If you purchase new animals, treat them according to the procedure used for mildly infected animals (above) before placing them with the rest of the flock or herd. Remember that B. Nodosus can be present even when the animal shows no symptoms of foot disease.
If you exhibit at any show or fair, pour Hoof 'n Heel on all hoofs daily while at the function and keep the show animals separate from the rest of the flock for at least one week after returning home. Pour Hoof 'n Heel on each hoof on arrival home and again in 5 days. After a week, return the animal to your flock or herd.
Why Use Hoof 'n Heel?
Hoof 'n Heel works 6 times faster than a zinc sulfate solution alone. That means that you would have to soak the animal's hoof for 6 hours in a zinc-sulfate solution to one hour in Hoof 'n Heel to get the same amount of zinc within the hoof. Zinc is what destroys the bacteria.
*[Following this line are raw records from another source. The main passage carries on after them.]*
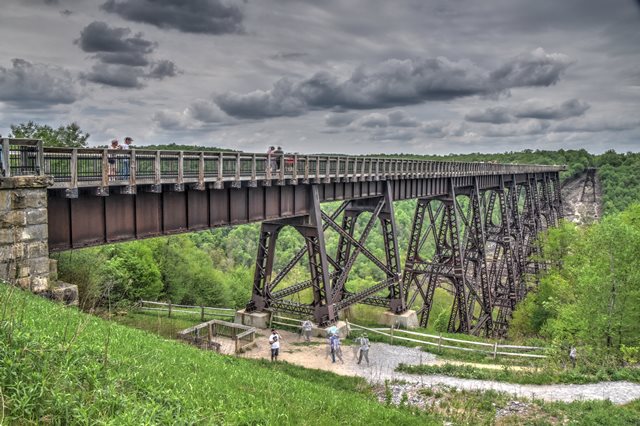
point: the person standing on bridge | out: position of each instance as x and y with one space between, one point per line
307 326
274 341
127 145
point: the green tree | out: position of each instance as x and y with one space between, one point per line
70 136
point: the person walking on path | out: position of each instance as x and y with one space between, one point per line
363 351
572 356
274 341
307 326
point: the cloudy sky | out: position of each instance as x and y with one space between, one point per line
349 76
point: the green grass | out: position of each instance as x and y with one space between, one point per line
543 376
468 407
60 366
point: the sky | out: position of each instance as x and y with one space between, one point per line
328 76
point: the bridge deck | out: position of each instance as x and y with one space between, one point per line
102 168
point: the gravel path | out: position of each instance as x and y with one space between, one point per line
385 358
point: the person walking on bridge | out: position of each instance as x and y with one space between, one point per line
274 341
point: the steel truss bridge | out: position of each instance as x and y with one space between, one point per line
474 229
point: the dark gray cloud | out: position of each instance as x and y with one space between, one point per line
206 112
189 16
531 109
339 119
120 76
287 56
536 68
163 69
394 83
121 57
114 46
32 85
495 115
570 108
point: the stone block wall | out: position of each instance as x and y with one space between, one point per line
24 249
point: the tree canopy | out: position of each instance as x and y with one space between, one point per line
70 136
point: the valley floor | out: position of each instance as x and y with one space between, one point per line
385 358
The zinc in Hoof 'n Heel penetrates faster because the sodium lauryl sulfate makes the water wetter, allowing it to be absorbed quicker. The zinc, once it is in the hoof, does not wash out with water.
Hoof 'n Heel is not harmful to animals or the environment.
Hoof 'n Heel is packaged in three forms for your convenience:
Pint squirt bottle for individual treatment;
Gallon container to refill the pint or to use as an individual foot bath;
Powder concentrate (25 lbs.) to be added to water to make either a foot bath for treatment (20 gallons) or for a preventative (40 gallons)
In conclusion, foot rot can be eliminated but it will take patience and good management practices. Once you have eliminated the B. Nodosus bacteria from your farm, take all precautions mentioned above to prevent the reintroduction of the bacteria.